The dentist nodded to the nurse, held out his hand, and received what the little girl thought was the biggest needle she had ever seen in her whole life. He turned back to her and asked her to again open her mouth wide. Suddenly she remembered her first visit to the doctor when she came to the orphanage a few weeks before. They’d given her shots in her arm and hip with needles that were tiny by comparison, and those tiny needles had hurt like crazy. There was NO WAY she was going to let them stick that big sucker in her mouth! She immediately pulled her knees up to her chin and buried her face in the arms she’d wrapped firmly around them. No amount of coaxing could get her to lift her head until they promised to put the needle away. Reluctantly, the kind dentist handed it back to the nurse and sat patiently waiting for the little girl to look up.
“Honey,” he said, “we have to work on your teeth so they don’t hurt you anymore.”
“Ok, you can work on them,” said the little girl, “but I don’t want a shot.”
“The shot is to keep it from hurting like it did when we were counting,” said the kind man.
“It didn’t hurt that much,” lied the little girl. “I don’t want a shot. Just fix my teeth without the needle.”
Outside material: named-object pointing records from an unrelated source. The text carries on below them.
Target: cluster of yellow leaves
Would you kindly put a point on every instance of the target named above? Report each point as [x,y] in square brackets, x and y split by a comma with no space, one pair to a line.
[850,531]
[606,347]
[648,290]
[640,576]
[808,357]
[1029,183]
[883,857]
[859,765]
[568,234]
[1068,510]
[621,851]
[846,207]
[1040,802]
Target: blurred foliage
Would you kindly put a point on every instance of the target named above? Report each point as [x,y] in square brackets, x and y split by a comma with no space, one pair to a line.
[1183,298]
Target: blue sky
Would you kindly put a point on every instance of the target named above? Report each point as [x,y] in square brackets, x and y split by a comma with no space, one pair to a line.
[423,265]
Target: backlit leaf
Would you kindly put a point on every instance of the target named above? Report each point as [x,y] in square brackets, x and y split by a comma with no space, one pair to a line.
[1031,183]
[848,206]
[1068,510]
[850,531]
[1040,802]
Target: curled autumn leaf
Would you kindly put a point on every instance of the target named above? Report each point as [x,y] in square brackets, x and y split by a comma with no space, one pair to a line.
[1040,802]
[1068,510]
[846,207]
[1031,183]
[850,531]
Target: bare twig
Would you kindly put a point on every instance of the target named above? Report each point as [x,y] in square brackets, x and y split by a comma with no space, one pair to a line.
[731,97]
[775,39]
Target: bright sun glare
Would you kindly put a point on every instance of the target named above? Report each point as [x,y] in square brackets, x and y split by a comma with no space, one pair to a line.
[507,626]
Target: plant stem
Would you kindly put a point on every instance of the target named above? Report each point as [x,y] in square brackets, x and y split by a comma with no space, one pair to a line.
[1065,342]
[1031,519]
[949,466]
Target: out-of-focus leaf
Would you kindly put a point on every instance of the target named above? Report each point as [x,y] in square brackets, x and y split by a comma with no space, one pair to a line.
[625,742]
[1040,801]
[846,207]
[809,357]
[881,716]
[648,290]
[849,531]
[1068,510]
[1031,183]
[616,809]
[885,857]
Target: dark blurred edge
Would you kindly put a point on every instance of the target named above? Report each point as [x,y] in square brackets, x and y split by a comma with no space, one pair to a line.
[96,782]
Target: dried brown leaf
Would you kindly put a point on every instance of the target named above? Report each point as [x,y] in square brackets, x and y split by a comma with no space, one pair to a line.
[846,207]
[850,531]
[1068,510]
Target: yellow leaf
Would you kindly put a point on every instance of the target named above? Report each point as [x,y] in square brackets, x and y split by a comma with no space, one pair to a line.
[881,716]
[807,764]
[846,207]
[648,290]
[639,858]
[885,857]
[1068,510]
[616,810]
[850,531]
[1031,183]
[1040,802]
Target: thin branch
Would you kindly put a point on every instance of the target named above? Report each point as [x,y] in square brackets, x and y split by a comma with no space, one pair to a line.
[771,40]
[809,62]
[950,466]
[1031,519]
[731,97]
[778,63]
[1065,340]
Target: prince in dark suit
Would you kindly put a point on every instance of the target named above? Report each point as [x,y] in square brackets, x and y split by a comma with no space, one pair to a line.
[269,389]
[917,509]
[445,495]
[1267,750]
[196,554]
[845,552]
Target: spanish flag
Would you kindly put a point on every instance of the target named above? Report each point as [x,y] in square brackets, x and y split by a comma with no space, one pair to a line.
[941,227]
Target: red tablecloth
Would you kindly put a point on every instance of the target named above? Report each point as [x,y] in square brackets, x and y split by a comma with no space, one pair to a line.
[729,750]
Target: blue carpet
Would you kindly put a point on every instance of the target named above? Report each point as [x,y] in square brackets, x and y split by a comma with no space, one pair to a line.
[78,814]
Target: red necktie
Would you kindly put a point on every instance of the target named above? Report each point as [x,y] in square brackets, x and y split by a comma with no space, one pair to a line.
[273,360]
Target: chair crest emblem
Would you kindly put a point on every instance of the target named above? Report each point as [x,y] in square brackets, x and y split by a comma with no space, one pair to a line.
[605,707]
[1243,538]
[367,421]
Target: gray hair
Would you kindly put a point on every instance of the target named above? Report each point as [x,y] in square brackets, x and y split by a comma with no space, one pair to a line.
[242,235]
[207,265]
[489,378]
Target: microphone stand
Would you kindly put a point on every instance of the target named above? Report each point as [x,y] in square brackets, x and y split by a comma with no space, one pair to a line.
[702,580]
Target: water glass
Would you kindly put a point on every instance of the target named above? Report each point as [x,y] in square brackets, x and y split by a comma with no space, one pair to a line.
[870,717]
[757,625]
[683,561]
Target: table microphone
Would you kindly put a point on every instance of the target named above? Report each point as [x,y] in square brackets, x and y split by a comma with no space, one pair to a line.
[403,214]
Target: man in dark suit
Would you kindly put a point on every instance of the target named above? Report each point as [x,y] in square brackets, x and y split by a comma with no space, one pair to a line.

The gentle dentist shook his head and said that she didn’t understand how painful the drilling would be without any numbing medicine, but the little girl stood firm on the fact that she was not going to allow him into her mouth with the huge needle. Finally, after a very long time, the dentist and the House Mother stepped back outside and she heard the House Mother tell him to just do what he needed to do. And he did. But only to one tooth.
All through the procedure, the little girl sat quietly, eyes squeezed tightly shut, tears streaming down her cheeks; her knuckles white from gripping the arms of the chair so tightly. Twice, the dentist asked her again if she would please take the shot, but she still refused. To back down now would show too much fear, and that just was not going to happen. Finally, after what seemed like a million hours it was done and the little girl slowly opened her eyes. Beside her, with his head in his hands, the kind dentist sat sobbing quietly. Across the room, the nurse and the House Mother stood arm-in-arm; the House mother with a wad of tear-filled tissues clutched to her mouth; the nurse openly sobbing as she dabbed at her eyes. Seeing the pain in all their faces was nearly too much for the little girl. She hated being the reason they were crying. Very softly, she reached up and touched the dentist’s face and said, “Please don’t cry. I promise that next time I will take the shot.” She looked toward the two women, “Oh, please, please don’t cry anymore.” Moving in unison, all three adults pulled the little girl into a group hug. It was the first time in her life that she realized how her own actions could have very strong effects on others, causing them pain.
It was a lesson she would never forget.